What a delightful surprise Riga proved to be. It's a capital city of 600,000 - that's almost a third of the total population of Latvia, a Baltic state which gained its independence (again) in 1991 after the collapse of the Soviet Union.
It has some startling Art Nouveau architecture in the new town -
Doesn't that guy in the Egyptian headgear look just a little like Tommy Cooper?
And walking the streets - although often windy and a little parky - is a constant surpise and delight.
But the old city on the banks of the Daugava is Riga's real gem.
Interspersed among towering Lutheran, Catholic and Orthodox churches are some remnants of the Soviet era. On the riverbank there's a powerful monument erected in 1959 to the hundreds killed in Latvia's Bloody Sunday in 1905.

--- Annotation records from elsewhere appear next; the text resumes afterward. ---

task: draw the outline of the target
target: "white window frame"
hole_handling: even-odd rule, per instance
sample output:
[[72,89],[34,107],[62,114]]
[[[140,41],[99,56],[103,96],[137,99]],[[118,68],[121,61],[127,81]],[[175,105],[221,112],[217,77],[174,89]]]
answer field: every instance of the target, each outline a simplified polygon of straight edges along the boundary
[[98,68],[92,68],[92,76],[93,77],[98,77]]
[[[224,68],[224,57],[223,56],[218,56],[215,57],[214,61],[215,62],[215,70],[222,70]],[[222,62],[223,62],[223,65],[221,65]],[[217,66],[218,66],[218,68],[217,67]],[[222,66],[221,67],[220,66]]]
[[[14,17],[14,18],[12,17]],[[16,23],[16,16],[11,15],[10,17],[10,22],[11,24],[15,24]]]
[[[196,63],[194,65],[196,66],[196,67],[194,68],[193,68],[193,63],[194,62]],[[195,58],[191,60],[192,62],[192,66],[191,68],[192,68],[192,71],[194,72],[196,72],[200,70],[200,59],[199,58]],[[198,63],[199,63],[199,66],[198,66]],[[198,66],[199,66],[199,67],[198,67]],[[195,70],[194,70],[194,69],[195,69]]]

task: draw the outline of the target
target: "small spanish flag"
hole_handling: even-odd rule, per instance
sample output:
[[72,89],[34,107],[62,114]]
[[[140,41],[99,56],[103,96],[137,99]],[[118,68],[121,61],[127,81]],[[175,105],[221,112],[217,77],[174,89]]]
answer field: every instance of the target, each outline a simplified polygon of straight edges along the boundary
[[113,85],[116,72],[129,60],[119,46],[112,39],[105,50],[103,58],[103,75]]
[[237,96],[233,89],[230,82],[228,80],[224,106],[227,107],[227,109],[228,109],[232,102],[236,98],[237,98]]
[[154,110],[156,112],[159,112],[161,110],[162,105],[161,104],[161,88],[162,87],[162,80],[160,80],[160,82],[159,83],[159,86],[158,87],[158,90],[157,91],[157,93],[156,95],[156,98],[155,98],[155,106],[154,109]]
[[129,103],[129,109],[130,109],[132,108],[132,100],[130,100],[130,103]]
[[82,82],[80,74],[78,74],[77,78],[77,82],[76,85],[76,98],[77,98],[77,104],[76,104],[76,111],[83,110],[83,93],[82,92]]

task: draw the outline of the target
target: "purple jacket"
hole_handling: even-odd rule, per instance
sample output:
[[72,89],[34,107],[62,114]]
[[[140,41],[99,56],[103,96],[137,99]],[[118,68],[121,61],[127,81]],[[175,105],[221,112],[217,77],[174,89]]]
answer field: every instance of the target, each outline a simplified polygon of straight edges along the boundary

This came a few days after Bloody Sunday in St Petersburg, the massacre of demonstrators which sparked an attempt at revolution. In Riga, a huge anti-Tsar protest was also dispersed with violence - but most of the casualties came when the crowd tried to escape across the frozen river and many died of drowning and exposure when the ice cracked and the freezing water swallowed them.
Nearby on Town Hall Square is a solid red granite monument to the Latvian riflemen of the First World War era, who fought first for and then against the Tsar.

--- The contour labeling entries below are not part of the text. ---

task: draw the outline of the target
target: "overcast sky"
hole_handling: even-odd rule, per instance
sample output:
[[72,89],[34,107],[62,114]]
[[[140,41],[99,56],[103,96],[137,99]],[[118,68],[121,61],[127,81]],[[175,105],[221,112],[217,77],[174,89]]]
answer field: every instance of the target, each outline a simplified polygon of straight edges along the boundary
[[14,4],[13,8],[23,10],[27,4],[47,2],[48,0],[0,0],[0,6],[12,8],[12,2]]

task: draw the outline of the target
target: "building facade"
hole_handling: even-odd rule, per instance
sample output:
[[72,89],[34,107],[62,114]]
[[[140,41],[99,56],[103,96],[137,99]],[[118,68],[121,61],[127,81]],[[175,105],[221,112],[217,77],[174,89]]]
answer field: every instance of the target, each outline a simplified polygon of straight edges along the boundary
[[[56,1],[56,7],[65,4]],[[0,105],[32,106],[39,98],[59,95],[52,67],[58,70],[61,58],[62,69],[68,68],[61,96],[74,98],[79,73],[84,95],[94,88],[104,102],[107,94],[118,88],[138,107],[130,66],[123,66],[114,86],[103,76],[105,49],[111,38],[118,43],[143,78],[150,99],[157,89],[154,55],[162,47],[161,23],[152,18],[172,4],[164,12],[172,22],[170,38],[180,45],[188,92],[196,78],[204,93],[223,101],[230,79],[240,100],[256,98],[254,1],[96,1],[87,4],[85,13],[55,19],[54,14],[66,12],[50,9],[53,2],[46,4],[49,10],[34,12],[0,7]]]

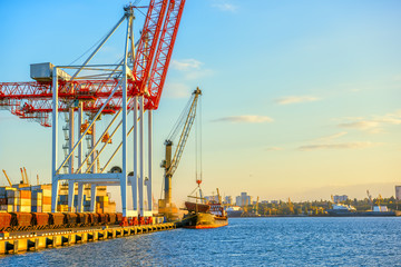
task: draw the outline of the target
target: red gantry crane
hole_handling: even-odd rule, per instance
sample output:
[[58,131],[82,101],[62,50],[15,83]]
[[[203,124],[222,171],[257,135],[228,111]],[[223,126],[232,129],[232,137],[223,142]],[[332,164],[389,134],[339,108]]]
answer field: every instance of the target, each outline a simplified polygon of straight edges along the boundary
[[[0,82],[1,108],[8,109],[21,119],[38,121],[43,127],[52,128],[51,209],[53,212],[58,184],[65,180],[69,182],[70,209],[74,207],[76,182],[79,195],[78,211],[82,211],[85,184],[91,185],[91,211],[95,211],[96,186],[117,185],[121,188],[125,218],[137,215],[151,216],[151,110],[156,110],[160,101],[184,6],[185,0],[150,0],[147,7],[128,4],[124,8],[123,18],[81,65],[53,66],[49,62],[31,65],[31,78],[35,81]],[[135,13],[144,8],[147,8],[146,19],[139,37],[135,40]],[[125,49],[119,63],[89,65],[124,21],[127,24]],[[147,179],[145,179],[144,164],[145,110],[148,113]],[[66,122],[62,128],[66,137],[62,160],[58,159],[59,113],[65,115]],[[78,115],[78,123],[75,121],[75,115]],[[101,115],[110,115],[111,120],[102,134],[96,135],[96,121]],[[87,125],[85,117],[88,120]],[[76,128],[79,130],[75,131]],[[110,141],[116,132],[120,135],[120,142]],[[128,137],[133,138],[134,144],[134,154],[129,155],[127,154]],[[82,146],[84,139],[89,144],[86,148]],[[101,148],[98,148],[100,145]],[[96,168],[106,147],[113,148],[102,157],[105,164]],[[106,172],[117,154],[120,155],[123,172]],[[128,160],[134,161],[134,176],[128,176]],[[97,170],[99,174],[96,174]],[[131,210],[127,208],[128,186],[133,190]],[[144,207],[144,187],[147,188],[148,207]]]

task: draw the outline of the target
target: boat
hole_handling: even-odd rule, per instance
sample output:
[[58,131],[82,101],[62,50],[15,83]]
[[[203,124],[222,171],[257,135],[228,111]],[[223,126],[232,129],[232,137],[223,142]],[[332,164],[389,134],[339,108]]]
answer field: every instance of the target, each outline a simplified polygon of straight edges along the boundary
[[227,212],[228,218],[237,218],[237,217],[241,217],[244,211],[241,209],[241,207],[233,206],[233,207],[226,208],[226,212]]
[[353,216],[356,215],[356,209],[351,205],[333,204],[331,209],[326,210],[331,216]]
[[389,210],[387,206],[374,206],[373,210],[356,211],[351,205],[335,204],[332,209],[326,210],[329,216],[341,217],[389,217],[401,216],[399,210]]
[[185,207],[188,214],[182,220],[184,228],[208,229],[228,225],[228,218],[219,202],[198,204],[186,201]]

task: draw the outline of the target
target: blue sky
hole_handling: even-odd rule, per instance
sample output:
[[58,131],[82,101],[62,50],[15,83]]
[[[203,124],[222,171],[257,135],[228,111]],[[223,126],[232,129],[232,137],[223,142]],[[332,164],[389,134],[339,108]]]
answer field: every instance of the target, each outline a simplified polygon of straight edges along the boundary
[[[30,63],[70,63],[117,22],[124,4],[2,1],[0,81],[29,81]],[[401,172],[400,11],[400,1],[187,0],[155,112],[155,197],[164,139],[197,86],[206,192],[393,195]],[[114,63],[120,51],[115,41],[99,60]],[[50,181],[51,130],[8,111],[0,123],[0,168],[17,179],[26,166]],[[177,199],[195,187],[194,147],[174,178]]]

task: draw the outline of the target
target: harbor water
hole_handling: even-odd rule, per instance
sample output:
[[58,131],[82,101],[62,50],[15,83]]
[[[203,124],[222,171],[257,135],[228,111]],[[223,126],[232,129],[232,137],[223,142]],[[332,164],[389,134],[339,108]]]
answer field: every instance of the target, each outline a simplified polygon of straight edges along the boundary
[[38,253],[1,266],[401,266],[400,217],[233,218]]

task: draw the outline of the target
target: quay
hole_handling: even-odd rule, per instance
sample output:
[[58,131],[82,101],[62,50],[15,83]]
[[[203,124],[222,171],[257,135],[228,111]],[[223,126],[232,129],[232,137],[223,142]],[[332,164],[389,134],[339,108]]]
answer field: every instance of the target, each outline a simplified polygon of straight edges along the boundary
[[43,248],[56,248],[154,231],[173,230],[176,227],[176,224],[167,222],[113,228],[104,227],[98,229],[72,228],[62,231],[48,231],[35,235],[18,235],[16,233],[17,235],[13,236],[0,237],[0,255],[36,251]]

Alongside is the Museum of the Occupation of Latvia, telling the story of the three occupations the country suffered during the Second World War: by the Soviet Union; by Nazi Gemany; and then by Moscow again.

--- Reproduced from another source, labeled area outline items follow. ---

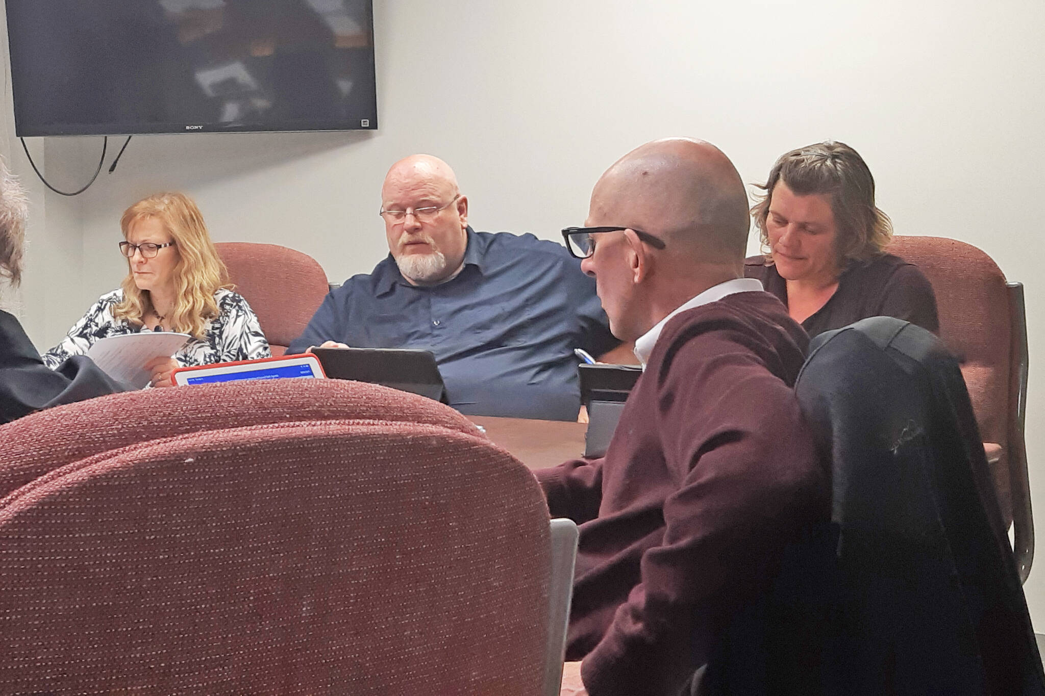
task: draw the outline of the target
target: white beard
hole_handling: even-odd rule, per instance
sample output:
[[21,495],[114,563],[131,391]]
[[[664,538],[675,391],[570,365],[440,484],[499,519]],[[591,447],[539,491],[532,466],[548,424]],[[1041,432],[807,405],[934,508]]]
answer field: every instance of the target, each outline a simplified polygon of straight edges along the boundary
[[396,258],[395,265],[403,278],[415,283],[435,283],[446,272],[446,257],[442,251],[432,254],[403,254]]

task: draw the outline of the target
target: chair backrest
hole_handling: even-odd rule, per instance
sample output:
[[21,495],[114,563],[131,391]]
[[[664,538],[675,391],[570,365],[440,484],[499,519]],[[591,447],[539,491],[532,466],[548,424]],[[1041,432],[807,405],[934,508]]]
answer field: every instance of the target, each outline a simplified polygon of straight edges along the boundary
[[1012,521],[1008,429],[1013,417],[1013,345],[1005,277],[982,250],[954,239],[893,237],[888,250],[915,264],[932,284],[939,337],[961,365],[980,435],[1002,448],[992,474],[1002,515]]
[[810,593],[825,693],[1045,694],[969,394],[940,340],[891,317],[825,333],[795,393],[832,463],[827,568]]
[[250,303],[273,355],[283,355],[329,291],[326,272],[307,254],[278,244],[219,242],[217,254],[236,292]]
[[440,426],[106,452],[0,505],[0,692],[537,694],[550,545],[529,471]]
[[207,430],[297,421],[398,421],[479,430],[438,402],[347,380],[254,380],[111,394],[0,426],[0,498],[109,450]]

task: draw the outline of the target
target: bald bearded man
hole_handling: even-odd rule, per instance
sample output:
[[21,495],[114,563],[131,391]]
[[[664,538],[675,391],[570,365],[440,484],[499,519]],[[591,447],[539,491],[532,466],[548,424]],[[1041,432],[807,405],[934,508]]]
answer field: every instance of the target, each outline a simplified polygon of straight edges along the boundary
[[473,231],[454,171],[427,154],[389,169],[381,217],[389,257],[327,295],[288,352],[425,349],[463,413],[576,419],[574,349],[598,356],[619,341],[566,249]]
[[585,224],[563,236],[645,371],[604,458],[536,473],[580,525],[566,658],[591,696],[733,692],[728,626],[828,514],[792,392],[808,338],[743,278],[747,197],[713,145],[625,155]]

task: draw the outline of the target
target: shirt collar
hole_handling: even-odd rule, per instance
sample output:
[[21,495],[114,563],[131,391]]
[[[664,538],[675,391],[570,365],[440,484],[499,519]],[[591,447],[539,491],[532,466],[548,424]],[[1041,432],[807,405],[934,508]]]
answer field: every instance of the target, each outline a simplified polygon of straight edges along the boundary
[[718,302],[726,295],[736,294],[738,292],[756,292],[761,289],[762,283],[753,278],[735,278],[732,281],[713,285],[693,299],[683,304],[674,312],[660,319],[655,327],[640,336],[638,340],[635,341],[635,357],[638,358],[638,362],[642,363],[643,369],[646,369],[646,361],[649,360],[650,354],[653,353],[653,346],[656,345],[656,339],[660,337],[660,332],[664,330],[665,325],[667,325],[668,321],[670,321],[676,314],[684,312],[688,309],[693,309],[694,307],[700,307],[701,305]]
[[[486,249],[479,248],[482,245],[481,244],[482,240],[480,239],[479,235],[475,234],[475,231],[471,229],[471,225],[468,225],[465,229],[465,232],[468,235],[468,242],[464,249],[464,265],[477,266],[479,267],[480,272],[482,272],[483,256],[484,256],[483,253]],[[391,253],[387,257],[385,257],[384,263],[388,264],[388,268],[386,272],[381,273],[380,278],[377,281],[377,287],[375,288],[375,292],[377,294],[384,294],[390,291],[393,287],[395,287],[396,283],[412,288],[417,287],[416,285],[412,285],[405,278],[402,277],[402,273],[399,272],[399,266],[396,265],[395,259],[392,257]],[[460,273],[458,273],[458,275],[460,275]],[[452,282],[452,280],[454,279],[450,279],[450,281],[447,281],[447,283]],[[439,287],[439,286],[437,285],[431,287]]]

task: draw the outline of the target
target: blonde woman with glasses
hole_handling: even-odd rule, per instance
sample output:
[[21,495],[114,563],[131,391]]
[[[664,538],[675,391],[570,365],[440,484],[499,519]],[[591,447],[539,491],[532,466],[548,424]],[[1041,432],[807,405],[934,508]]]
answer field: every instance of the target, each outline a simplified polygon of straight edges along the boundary
[[158,193],[139,200],[124,211],[120,227],[126,278],[44,354],[49,367],[85,355],[98,339],[139,331],[192,337],[172,360],[153,368],[153,386],[170,386],[176,367],[272,355],[257,316],[230,289],[203,215],[188,196]]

What was once Lenin Street is now Brivibas (Freedom) Boulevard
The commanding Freedom Monument was first unveiled in 1935, when Latvia was an independent nation. The statue on top is of Mother Latvia. Laying flowers here during the Soviet era could be punished by deportation to Siberia.
For a city which was nominally atheist for several decades, there are an awful lot of stylish churches (and a synagogue). The city skyline is marked by some spectacular church towers.
This gold cupola adorns the Orthodox cathedral of the Nativity of Christ. Lutheranism is the biggest denomination. But a quarter of Latvia's population are ethnic Russians, and Russian is widely spoken.
It's fun walking round the old city - eating cheap local cuisine at the Lidos - trying the excellent locally brewed beer - and above all, enjoying the cityscape and the architecture.
Latvia is now part of the European Union. One unintended consequence is a steady drift of the young to more prosperous parts of the EU. The country's population is declining.
And of course being a small Baltic nation bordering on Putin's Russia isn't always a comfortable existence.